Y como en el cuento de Caperucita,
uno de los caminos es el más incierto.
Pero esta vez no es el más corto, sino el más largo.
El camino del bosque es en realidad el camino por la selva.
Es esta selva, estas fauces de lobo urbano,
que no muerden la carne sino el alma.
Dentellada que habrá que aguantar,
la decisión no fue tomada a cara o cruz.
Reencuentro
Nos reencontramos esta vez en otra estación. Cada encuentro, con éste fantasma, es en realidad un reencuentro. Será tal vez porque todas las despedidas se saben tal vez definitivas. Tal vez porque cada despedida es un adiós completamente indefinido, sin un dónde ni un cuándo, ni nada que augure un tiempo futuro compartido, aunque más no sea por unas pocas horas.
Será por eso que cada encuentro genera tanta algarabía, tiene ese grado de sorpresa bien recibida. Casi, diría yo, como si se tratará de un pequeñísimo y dómestico milagro.
¿Que decir? Podría verse la cosa desde otro punto de vista completamente distinto. Pero yo lo prefiero así.
Jaque mate
«Jaque», dijo en voz baja, casi con culpa. Se mueve un alfil. Continua la danza.
«Jaque», otra vez, podría ser definitivo, pero no lo es. Un caballo aparece de la nada.
«Jaque», su voz cansada es un reclamo de clemencia. Los peones van dejando el tablero.
«Jaque», esta vez ya es una advertencia. Las opciones se cierran. El amor no todo lo puede.
«Jaque», esboza una sonrisa por vez primera. En un gesto displicente se perdona a la reina.
«Jaque», no quería que fuera así, tan así. Sus ojos dejan ver cierto disfrute en la agonía.
«Jaque», repite intuyendo el final. Todas las chances fueron dadas. Todas.
«Jaque mate», muere el rey. Ya no hay vuelta atrás.
No se puede vivir perdonando ciertas cosas, no se puede jugar siempre a perder.
No solo por el placer de extender la partida un par de movidas más.
No hay saludos ni gestos de cortesía. Pero debería haberlos.
Tal vez simplemente no fue un buen día.
El temblor
Algo como la furia, que no es la furia,
temblando al filo de los colmillos.
¿Dónde duerme la ira que brilla por su ausencia?

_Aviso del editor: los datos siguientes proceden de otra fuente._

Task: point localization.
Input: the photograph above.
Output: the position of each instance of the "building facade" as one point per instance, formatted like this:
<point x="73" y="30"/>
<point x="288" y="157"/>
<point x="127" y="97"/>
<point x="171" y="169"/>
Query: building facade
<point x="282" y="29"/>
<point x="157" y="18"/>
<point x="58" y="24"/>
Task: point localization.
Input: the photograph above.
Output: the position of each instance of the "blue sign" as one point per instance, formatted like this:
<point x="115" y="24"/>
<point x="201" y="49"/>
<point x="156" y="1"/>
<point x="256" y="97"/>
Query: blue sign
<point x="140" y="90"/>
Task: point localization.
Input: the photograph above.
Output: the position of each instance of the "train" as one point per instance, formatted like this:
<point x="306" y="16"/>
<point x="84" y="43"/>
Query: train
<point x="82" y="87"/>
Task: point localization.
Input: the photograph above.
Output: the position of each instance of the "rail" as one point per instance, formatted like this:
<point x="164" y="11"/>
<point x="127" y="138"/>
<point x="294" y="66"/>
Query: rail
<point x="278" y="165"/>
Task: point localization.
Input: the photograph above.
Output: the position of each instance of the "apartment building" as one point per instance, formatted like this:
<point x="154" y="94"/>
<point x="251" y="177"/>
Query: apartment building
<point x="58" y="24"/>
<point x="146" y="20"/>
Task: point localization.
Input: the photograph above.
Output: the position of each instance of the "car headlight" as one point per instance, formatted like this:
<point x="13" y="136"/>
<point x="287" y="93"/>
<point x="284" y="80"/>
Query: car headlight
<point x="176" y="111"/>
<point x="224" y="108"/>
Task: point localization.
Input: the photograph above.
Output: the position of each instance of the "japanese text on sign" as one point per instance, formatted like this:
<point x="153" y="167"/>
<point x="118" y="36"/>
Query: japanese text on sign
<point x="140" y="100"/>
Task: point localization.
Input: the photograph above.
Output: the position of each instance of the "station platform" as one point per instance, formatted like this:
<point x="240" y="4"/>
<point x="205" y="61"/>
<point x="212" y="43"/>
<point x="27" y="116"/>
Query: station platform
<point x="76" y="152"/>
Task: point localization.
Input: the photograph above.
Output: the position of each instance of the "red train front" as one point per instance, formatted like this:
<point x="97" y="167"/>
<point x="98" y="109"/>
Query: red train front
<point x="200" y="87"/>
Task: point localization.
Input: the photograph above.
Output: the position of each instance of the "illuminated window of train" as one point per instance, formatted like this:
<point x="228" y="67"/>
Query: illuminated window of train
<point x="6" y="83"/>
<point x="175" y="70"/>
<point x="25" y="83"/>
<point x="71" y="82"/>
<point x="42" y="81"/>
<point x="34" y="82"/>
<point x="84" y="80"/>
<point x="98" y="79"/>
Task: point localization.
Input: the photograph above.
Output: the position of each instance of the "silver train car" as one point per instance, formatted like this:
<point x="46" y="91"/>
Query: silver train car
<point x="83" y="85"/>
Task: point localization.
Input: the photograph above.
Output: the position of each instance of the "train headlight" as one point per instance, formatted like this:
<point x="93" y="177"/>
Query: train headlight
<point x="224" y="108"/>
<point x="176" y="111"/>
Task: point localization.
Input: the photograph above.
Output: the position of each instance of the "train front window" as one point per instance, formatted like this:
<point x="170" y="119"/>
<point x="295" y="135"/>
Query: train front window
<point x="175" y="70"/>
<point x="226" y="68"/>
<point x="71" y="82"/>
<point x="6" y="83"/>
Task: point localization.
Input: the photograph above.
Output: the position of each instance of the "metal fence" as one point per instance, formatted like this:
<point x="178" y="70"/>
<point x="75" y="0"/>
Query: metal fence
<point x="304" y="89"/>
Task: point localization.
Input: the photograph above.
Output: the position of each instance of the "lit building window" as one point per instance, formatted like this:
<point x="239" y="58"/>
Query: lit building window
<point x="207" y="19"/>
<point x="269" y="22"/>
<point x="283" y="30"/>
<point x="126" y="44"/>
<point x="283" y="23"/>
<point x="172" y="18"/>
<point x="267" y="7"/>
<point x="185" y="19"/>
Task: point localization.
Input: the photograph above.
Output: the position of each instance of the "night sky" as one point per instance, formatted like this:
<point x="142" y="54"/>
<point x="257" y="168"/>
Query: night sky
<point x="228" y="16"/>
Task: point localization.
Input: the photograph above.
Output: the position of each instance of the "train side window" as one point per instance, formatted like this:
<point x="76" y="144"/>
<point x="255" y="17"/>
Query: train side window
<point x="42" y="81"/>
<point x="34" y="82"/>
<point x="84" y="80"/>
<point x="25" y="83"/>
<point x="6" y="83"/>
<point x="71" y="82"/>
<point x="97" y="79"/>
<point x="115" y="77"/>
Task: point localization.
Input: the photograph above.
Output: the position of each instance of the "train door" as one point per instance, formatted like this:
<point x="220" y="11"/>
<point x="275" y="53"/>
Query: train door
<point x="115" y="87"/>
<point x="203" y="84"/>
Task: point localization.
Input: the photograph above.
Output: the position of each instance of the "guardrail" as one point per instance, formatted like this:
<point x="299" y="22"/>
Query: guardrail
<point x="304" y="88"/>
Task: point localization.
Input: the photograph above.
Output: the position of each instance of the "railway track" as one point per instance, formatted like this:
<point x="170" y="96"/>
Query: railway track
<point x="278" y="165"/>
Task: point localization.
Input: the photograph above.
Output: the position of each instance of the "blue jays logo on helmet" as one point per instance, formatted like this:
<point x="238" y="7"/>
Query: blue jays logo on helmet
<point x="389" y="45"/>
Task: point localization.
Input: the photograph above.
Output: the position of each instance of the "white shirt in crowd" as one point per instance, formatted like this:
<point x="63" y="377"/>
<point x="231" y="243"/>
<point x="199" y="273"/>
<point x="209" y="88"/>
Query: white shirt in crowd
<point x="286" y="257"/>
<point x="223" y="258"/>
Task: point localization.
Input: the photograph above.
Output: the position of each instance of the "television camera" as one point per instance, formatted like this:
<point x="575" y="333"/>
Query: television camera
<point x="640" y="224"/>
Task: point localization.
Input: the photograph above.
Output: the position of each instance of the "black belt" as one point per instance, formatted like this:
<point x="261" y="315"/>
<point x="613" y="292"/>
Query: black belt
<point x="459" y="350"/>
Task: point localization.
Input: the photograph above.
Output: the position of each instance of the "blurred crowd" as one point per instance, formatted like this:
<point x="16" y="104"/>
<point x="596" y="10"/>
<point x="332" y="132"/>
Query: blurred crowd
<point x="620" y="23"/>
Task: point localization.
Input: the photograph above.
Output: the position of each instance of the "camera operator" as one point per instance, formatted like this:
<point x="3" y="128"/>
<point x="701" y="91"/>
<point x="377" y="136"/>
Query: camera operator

¿Dónde se esconde la sed de venganza?
¿Dónde está la tempestad redentora?
¿Y dónde está todo lo demás?
¿Es que acaso es tan grande el abismo?
¿Es que no era, acaso, solamente un paso?
Solo queda el sutil temblor del alma
cuando el temblor de los colmillos se apaga.
Una noche
Hasta las dos de la mañana, el cielo se mantenía límpido.
Muchísimas estrellas, toda la Vía Láctea en su esplendor.
Como suele suceder aquí en el sur cuando no hay ciudades cerca.
Ninguna nube.
El aire más transparente que pueda alguien imaginar;
y la luna tan ausente, como si no hubiera existido jamás;
y una brisa suave y cálida;
y miles de relámpagos, durante horas,
que iluminaban el horizonte sobre el río.
Un espectáculo digno de verse.
Más que eso, un espectáculo digno de vivirse.
Finalmente el viento comenzó a embravecerse.
Se cubrió el cielo de nubes rojas.
Cayó un único rayo.
Y se desató la tormenta perfecta.
Minutos después ya estaba yo bajo techo,
disfrutando el olor de la primera lluvia.
Dispuesta finalmente a dormir un rato.